First Coast Service Options (FCSO) and Novitas have released the results of TPE audits for established E/M visits. FCSO’s report covers claims for CPT code 99214 submitted between August 2023 and February 2024. Novitas has released reports on claims for CPT codes 99213 and 99215 submitted between March 2024 and July 2024 and claims for CPT code 99214 submitted between April 2024 and July 2024. The MACs found the following documentation errors for these claims:

  1. Providers submitted documentation that did not meet the medical necessity requirements outlined in Medicare’s coverage requirements.
  2. The documentation did not support the medical necessity for the reported level of medical decision-making, and some providers left money on the table. According to Novitas, providers are downcoding as well as upcoding their claims.
  3. The documentation did not support the level that the practice billed.
  4. The documentation did not support the E/M service that the practice billed.
  5. The documentation did not support billing the visit “incident to” a physician’s services. 

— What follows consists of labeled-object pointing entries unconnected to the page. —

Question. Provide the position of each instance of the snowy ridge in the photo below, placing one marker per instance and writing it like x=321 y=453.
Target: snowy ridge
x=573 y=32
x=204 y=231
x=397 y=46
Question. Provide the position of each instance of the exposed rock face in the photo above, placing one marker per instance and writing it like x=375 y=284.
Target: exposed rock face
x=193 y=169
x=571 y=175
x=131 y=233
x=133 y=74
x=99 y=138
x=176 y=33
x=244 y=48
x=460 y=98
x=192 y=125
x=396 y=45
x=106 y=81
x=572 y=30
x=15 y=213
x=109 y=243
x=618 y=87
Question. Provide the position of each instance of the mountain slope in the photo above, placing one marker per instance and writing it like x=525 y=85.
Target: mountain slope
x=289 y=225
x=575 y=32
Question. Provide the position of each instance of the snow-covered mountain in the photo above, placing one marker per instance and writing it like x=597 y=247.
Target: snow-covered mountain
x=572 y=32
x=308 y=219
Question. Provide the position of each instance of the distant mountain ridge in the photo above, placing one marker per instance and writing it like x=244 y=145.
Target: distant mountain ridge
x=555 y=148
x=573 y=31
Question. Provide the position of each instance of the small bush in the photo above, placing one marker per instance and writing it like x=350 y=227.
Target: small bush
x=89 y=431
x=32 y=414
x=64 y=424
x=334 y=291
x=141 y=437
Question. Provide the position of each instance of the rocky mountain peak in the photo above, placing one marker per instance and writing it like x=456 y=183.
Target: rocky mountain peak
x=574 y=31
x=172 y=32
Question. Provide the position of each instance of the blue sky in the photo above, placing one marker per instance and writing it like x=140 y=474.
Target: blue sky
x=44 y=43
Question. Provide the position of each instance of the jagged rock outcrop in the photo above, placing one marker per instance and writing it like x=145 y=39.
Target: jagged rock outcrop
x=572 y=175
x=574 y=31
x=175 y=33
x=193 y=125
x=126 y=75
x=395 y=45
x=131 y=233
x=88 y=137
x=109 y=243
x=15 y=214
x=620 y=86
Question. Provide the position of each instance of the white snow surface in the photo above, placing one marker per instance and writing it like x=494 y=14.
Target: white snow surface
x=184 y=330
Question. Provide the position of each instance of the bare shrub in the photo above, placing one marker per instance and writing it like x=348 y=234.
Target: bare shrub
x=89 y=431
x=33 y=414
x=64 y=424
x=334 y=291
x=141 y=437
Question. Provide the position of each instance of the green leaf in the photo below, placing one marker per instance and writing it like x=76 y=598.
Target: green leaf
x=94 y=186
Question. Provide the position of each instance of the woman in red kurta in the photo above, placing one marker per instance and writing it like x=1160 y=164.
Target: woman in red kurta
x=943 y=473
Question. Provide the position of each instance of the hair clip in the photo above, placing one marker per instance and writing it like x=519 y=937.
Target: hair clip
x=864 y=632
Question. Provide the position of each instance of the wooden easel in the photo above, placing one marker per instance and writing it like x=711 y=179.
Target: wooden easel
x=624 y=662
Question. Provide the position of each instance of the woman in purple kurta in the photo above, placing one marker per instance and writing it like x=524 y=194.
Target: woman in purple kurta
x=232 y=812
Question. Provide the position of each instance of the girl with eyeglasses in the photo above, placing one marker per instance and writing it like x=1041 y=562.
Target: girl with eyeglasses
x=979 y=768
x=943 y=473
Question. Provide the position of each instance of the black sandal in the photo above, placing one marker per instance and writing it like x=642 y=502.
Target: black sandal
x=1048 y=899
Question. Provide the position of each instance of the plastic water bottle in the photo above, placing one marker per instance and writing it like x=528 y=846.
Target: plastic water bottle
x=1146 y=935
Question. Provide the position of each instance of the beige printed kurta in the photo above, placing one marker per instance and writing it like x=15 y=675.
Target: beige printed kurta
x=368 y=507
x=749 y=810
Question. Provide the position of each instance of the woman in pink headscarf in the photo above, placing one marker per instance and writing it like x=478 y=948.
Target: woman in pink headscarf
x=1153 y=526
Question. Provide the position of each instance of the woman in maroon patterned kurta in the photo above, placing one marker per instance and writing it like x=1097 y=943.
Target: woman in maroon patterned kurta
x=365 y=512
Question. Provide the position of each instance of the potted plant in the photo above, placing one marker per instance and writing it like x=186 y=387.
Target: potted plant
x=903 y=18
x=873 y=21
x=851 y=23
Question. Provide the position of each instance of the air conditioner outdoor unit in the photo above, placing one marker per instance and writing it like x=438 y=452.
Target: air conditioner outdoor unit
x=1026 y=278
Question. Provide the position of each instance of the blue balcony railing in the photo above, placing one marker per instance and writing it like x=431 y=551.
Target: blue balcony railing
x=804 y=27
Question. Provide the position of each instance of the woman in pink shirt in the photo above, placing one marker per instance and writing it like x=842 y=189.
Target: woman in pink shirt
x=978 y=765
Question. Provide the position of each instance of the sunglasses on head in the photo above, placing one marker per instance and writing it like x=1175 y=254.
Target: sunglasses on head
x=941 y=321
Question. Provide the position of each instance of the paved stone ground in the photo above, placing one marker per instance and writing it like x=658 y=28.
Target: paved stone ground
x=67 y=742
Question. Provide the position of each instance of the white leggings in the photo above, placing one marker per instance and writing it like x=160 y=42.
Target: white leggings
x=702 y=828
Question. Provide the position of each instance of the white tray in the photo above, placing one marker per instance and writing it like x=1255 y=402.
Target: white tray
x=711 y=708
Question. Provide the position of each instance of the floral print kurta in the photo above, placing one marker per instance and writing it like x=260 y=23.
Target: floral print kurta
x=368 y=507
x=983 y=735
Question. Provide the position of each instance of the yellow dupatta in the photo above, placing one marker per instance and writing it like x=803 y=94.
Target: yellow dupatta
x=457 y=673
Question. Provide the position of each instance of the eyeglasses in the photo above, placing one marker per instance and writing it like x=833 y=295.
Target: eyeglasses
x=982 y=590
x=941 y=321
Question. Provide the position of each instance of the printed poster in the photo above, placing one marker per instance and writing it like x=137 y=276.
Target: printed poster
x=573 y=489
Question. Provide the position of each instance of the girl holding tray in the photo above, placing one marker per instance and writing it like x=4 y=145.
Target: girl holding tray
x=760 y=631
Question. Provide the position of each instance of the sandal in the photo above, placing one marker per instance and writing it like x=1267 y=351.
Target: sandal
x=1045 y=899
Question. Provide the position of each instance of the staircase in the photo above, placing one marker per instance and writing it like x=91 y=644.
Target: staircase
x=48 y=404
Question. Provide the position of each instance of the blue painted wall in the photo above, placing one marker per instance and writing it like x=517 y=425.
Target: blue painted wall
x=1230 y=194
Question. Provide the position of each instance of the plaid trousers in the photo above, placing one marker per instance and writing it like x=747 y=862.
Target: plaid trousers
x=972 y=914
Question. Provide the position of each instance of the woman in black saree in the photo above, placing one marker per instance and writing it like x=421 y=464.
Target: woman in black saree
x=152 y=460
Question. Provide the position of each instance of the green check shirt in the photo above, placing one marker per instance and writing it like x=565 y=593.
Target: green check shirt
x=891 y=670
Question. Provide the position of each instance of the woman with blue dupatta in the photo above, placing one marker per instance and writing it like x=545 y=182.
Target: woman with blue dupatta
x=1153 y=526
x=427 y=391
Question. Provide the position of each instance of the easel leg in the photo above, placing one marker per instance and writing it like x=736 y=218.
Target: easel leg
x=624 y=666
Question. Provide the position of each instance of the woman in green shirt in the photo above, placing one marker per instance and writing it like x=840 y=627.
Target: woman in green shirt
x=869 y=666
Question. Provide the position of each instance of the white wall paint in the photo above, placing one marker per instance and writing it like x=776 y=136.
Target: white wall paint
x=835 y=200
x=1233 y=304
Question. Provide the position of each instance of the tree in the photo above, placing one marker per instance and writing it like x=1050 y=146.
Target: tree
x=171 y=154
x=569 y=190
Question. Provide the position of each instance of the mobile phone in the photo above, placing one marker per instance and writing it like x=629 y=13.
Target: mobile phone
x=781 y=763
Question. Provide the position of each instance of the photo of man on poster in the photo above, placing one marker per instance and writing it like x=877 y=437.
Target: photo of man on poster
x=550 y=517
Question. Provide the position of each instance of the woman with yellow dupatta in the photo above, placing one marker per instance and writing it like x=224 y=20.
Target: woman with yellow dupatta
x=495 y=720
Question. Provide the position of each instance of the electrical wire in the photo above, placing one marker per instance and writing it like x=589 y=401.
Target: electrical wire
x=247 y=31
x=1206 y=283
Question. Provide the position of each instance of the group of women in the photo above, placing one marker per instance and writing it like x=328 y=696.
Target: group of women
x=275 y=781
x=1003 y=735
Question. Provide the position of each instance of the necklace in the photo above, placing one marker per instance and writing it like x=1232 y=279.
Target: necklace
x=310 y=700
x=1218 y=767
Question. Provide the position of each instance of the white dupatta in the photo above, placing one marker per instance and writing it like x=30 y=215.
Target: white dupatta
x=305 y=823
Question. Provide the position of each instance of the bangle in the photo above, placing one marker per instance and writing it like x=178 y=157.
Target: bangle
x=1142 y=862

Even though practices have been using the updated E/M coding guidelines for office visits since Jan. 1, 2021, these errors show that providers and coders still need training reinforced by internal review of documentation and claims. 

Staff responsible for training and compliance should make sure everyone is using Medicare’s current rules for documenting and reporting E/M visits from CMS 100-04, chapter 12, §30.6. Your staff must also follow additional guidance your MAC has issued on documenting office visits. In addition, they should be trained on the guidelines in the 2024 CPT Manual and know when Medicare’s rules diverge from what’s in the manual. You should continue regular internal reviews of claims with additional education until staff show they’re fluent in the latest requirements.